Logic about Baro.Gnd_temp

I found a problem about parameter ‘GND_TEMP’(see figure 1),which used for barometer calibration. According to Ardupilot code (see figure 2), if the parameter ‘GND_TEMP’ setted with ‘0’,the ground temperature should be minimum of barometer temperature and 35 degrees C,but actually it was not.

I think I can explain this (and it indicates the docs should be better). We do clamp to 35C but only if an external temperature estimate isn’t available.

We take the airspeed sensor as an external temperature source, as it’s normally mounted far enough from the self heating of the autopilot to avoid the large temperature rise on the internal barometer.

What you should be seeing here is that your external temperature is being used instead of being clamped at your internal one. It does seem unlikely you truly had 48C ambient weather in which case inputting a corrected ground temp could improve the baro accuracy a bit.

How do you set GND_TEMP before flight? Does this parameter require ourselves to set it? Or that we do not need to do anything,it will automatically take the value from the airspeed sensor?

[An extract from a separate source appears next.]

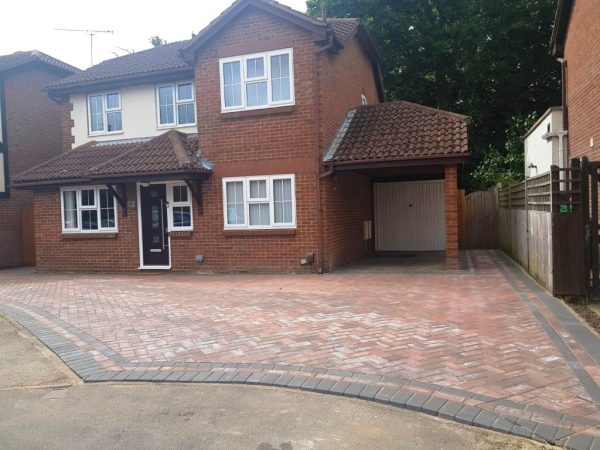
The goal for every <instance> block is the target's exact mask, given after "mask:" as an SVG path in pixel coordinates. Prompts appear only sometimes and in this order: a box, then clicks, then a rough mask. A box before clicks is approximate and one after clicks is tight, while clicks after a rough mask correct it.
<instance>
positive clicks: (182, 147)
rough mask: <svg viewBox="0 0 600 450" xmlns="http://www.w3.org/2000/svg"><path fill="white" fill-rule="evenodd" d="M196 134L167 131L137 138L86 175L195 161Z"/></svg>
mask: <svg viewBox="0 0 600 450" xmlns="http://www.w3.org/2000/svg"><path fill="white" fill-rule="evenodd" d="M197 150H198V138H197V137H192V138H188V136H187V135H186V134H183V133H180V132H178V131H170V132H167V133H164V134H161V135H160V136H158V137H156V138H154V139H151V140H149V141H145V142H141V143H139V144H138V145H136V146H134V147H133V148H132V149H130V150H129V151H127V152H125V153H123V154H122V155H120V156H118V157H116V158H114V159H112V160H110V161H108V162H106V163H105V164H102V165H100V166H97V167H94V168H92V169H90V170H89V172H88V173H89V175H90V176H95V175H124V174H139V173H156V172H172V171H175V170H182V169H193V168H196V167H197V166H198V165H197V163H196V159H195V157H194V153H195V152H196V151H197Z"/></svg>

If you want to provide a value you simply set the parameter (it’s in degrees celsius). It will automatically be reset to 0 (the select the best value (airspeed first then the minimum of the baro temperature or 35C)) every time you reboot.

Thank you,I understand!The above figure 1 shows my plane getting ground temperature from the airspeed sensor,which can be certified by the following figure.


I still have questions whether the airspeed sensor’s temperature is bigger than ground actual ambient temperature?

Typical causes are self heating, heating from other components (IE the autopilot itself tends to get warm), exposure to direct sunlight (this one should be avoided for other reasons as it can interfere with the sensor badly). You could graph the various IMU temps as well to help get an idea of what the autopilot was at temperature wise.

According to the figure above, the airspeed temperature (red) is higher relative to the barometer temperature (brown) and IMU temperature (blue).I admit that my plane always exposure to direct sunlight before takeoff ,which may be why the airspeed temperature is so high.Do you have a good idea about this question for getting more accuracy baro altitude?Thanks again!

The highest accuracy use case of the baro at the moment requires that you set the actual external air temperature for wherever you power on the system. If we were to assume your ambient temp is around 35C you would have less then a 10% error. (The logic for the math/temperature clipping (as well as some graphs of the effect) is presented here: https://github.com/ArduPilot/ardupilot/pull/5930 )

I honestly fly GPS as my primary altitude source, particularly because my flight times are up to 3 hours and baro drift becomes a large problem over a flight that long.